Hi, today's article will be a bit different than what you are used to.
I am currently writing about my experience as an open source author and
"project manager". I recently created a project that, while being
extremely small, have seen some people getting involved at various
level. I didn't know what it was to be in this position.

Having to deal with multiple people contributing to a project I started
for myself on one architecture with a limited set of features is
surprisingly hard. I don't say it's boring and that no one should ever
do it, but I think I wasn't really prepare to handle this.

I made my best to integrate people wishes while keeping the helm of the
project in the right direction, but I had to ask myself many questions.

# Many questions

Should I care about what other people need? I could say no to
everything proposed if I see no benefit for my use case. I chose to
accept some changes that I didn't use because they made sense in some
context. But I have to be really careful to accept everything if I want
to keep the program sane.

Should I care about other platforms I don't use? Someone proposed me to
add some code to support Linux targets, which I don't use, meaning more
code I can't test. For the sake of compatibility and avoiding extra
work to packagers, I made a very simple solution to fix that, but if
someone wanted to port my program to Windows or a platform that would
require many many changes, I don't know how I would react.

Too much changing code situation. My program changed A LOT since my
initials commits, and now a git blame mostly show no lines from me,
this doesn't mean I didn't review changes made by contributors, but I
am not as comfortable now that I was initially with my own code. That
doesn't mean the new code is wrong, but it doesn't hold my logic in it.
I think it's the biggest deal in this situation, I, as the project
manager, must say what can go in, what can't and when. It's fine to
receive contributions but they shouldn't add complexity or weird
algorithms.

# Accepting changes

I am not an expert programmer, I don't often write code, and when I do,
it's for my own benefit. Opening our work to other implies making it
accessible to outsiders, accepting changes and explaining choices.

Many times I reviewed submitted code and replied it wasn't fine, and
while it compiles and apply correctly, it's not the right way to do,
please rework this in some way to make it better or discard it, but it
won't get into the repository. It's not always easy, people can submit
code I don't understand sometimes, I still have to review it thoroughly
because I can't accept everything sent.

In some way, once people get involved into my projects, they get
denatured because they receive thoughts from other, their ideas, their
logic, their needs. It's wonderful and scary at the same time.
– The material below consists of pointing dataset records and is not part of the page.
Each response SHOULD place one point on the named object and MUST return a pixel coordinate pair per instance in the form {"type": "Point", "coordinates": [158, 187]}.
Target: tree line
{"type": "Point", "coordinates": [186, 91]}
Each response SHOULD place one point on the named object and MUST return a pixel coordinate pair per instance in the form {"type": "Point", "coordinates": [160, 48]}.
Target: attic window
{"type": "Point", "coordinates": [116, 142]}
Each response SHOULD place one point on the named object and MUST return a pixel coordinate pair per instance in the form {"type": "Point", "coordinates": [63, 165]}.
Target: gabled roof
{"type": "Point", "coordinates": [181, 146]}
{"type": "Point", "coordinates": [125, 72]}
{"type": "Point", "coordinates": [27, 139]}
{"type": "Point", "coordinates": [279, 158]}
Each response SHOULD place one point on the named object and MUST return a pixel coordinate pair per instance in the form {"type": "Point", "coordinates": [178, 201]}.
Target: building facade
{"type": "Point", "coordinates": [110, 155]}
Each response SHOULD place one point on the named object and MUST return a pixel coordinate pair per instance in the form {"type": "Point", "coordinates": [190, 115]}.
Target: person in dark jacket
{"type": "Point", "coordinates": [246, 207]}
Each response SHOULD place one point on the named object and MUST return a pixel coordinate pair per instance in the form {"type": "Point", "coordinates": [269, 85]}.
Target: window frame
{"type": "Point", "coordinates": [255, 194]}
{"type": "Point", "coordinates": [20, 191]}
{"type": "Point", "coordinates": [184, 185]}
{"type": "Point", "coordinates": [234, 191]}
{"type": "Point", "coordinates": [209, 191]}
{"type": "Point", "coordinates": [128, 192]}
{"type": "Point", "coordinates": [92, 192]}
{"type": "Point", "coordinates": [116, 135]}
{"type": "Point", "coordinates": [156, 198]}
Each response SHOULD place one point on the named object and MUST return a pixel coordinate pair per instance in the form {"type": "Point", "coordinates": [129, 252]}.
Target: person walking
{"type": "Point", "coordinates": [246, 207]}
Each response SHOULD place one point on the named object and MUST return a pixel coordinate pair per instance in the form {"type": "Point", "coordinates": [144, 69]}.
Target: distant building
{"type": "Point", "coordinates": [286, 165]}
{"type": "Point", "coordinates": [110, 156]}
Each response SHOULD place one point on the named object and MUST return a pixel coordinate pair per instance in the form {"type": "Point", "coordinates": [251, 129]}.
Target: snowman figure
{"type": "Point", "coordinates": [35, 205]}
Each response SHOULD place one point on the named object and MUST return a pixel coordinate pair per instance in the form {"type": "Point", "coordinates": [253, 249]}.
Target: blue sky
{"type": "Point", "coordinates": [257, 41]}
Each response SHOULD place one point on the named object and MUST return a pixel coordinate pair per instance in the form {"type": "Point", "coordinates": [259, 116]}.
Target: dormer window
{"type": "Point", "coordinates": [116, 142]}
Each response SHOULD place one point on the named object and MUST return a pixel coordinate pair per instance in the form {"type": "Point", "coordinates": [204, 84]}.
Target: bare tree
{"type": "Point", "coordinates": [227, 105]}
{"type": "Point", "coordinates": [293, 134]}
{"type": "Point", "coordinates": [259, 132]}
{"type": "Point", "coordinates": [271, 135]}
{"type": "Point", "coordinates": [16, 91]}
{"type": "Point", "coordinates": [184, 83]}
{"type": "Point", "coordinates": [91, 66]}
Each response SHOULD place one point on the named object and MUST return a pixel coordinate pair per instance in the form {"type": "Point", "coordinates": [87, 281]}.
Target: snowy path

When I
publish code, I never expect it to be useful for someone and even less
that I could receive new features by emails from strangers.

Be prepared for this is important when you start a project and that you
make it open source. I could refuse everything but then I would cut
myself from a potential community around my own code, that would be a
shame.

# Responsibility

This part is not related to my projects (or at least not in this
situation) but this is a debate I often think about when reading dramas
in open source: is an open source author responsible toward the users?

One way to reply this is that if you publish your content online and
accept contributions, this mean you care about users (which then
contribute back), but where to draw the limit of what is acceptable? If
someone writes an awesome program for themselves and gather a community
around it, and then choose to make breaking changes or remove important
features, what then? The users are free to fork, the author is free to
to whatever they want.

There are no clear responsibility binding contributors and end users, I
hope most of the time, contributors think about the end users, but with
different philosophies in play sometimes we can end in dilemma between
the two groups.

# Epilogue

I am very happy to publish open source code and to have contributors,
coordinate people, goals and features is not something I expected :)

Please, be cautious with this writing, I only had to face this
situation with a couple of contributors, I can't imagine how
complicated it can become at a bigger scale!